Studio album by Reef
- Released: 19 June 1995
- Genre: Alternative rock, funk rock, blues rock
- Length: 40:49
- Label: Sony Soho Square
- Producer: Reef, Clive Martin

Reef chronology
|  | Replenish (1995) | Glow (1997) |

Singles from Replenish
- "Good Feeling" Released: 3 April 1995; "Naked" Released: 22 May 1995;

= Replenish (album) =

Replenish is the debut studio album by British alternative rock band Reef.

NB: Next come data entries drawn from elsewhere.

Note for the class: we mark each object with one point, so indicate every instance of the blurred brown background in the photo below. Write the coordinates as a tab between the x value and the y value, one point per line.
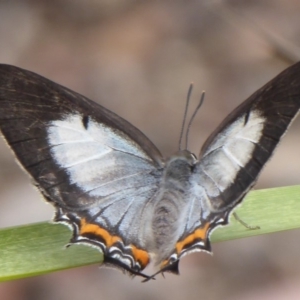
138	58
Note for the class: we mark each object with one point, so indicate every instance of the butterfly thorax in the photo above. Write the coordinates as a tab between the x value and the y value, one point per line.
171	209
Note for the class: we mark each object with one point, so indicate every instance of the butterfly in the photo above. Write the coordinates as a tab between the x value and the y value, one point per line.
111	185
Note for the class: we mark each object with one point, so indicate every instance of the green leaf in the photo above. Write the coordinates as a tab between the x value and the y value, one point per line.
40	248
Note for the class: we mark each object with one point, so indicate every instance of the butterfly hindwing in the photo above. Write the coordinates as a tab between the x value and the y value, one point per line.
109	182
84	159
235	153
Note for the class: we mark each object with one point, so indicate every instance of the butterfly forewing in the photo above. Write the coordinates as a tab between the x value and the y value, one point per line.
235	153
109	181
83	157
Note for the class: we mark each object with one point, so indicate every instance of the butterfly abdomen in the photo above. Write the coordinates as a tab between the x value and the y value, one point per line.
171	207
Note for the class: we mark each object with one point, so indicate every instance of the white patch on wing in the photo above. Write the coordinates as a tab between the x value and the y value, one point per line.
231	150
96	158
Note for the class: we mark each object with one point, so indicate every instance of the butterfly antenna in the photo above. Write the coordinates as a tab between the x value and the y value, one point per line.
185	113
192	118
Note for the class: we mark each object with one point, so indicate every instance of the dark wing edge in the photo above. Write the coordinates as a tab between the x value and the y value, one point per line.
52	99
257	125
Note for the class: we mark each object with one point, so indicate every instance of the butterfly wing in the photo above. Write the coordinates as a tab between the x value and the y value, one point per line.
234	155
97	169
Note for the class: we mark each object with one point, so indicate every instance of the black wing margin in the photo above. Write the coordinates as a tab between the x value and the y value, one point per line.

Produced by the band and Clive Martin, the album was released on 19 June 1995 supported by the singles "Good Feeling" and "Naked". Replenish peaked at number nine on the UK Albums Chart.

==Reception==

AllMusic gave the album three out of five stars, while rock magazine Kerrang! ranked the album tenth on their 1995 "Albums of the Year" list.

Professional ratings
Review scores
| Source | Rating |
| AllMusic | Star |
| NME | 6/10 |
| Select | Star |

==Track listing==

| No. | Title | Length |
|---|---|---|
| 1. | "Feed Me" | 3:44 |
| 2. | "Naked" | 3:10 |
| 3. | "Good Feeling" | 3:47 |
| 4. | "Repulsive" | 5:12 |
| 5. | "Mellow" | 3:05 |
| 6. | "Together" | 3:57 |
| 7. | "Replenish" | 3:43 |
| 8. | "Choose to Live" | 6:32 |
| 9. | "Comfort" | 3:12 |
| 10. | "Loose" | 2:56 |
| 11. | "End (lasts 1:31, followed by hidden track "Reprise")" | 4:16 |

==Personnel==
- Reef personnel
- Gary Stringer – vocals
- Kenwyn House – guitar
- Jack Bessant – bass, acoustic guitar, backing vocals
- Dominic Greensmith– drums
- Additional personnel
- Clive Martin – production, mixing
- Paul Cohen – design, photography

==Charts==

Chart performance for Replenish
| Chart (1995–1996) | Peak position |
|---|---|
| Australian Albums (ARIA) | 80 |
| UK Albums (OCC) | 9 |

==Certifications==

| Region | Certification | Certified units/sales |
| United Kingdom (BPI) | Gold | 100,000^{*} |
^{*} Sales figures based on certification alone.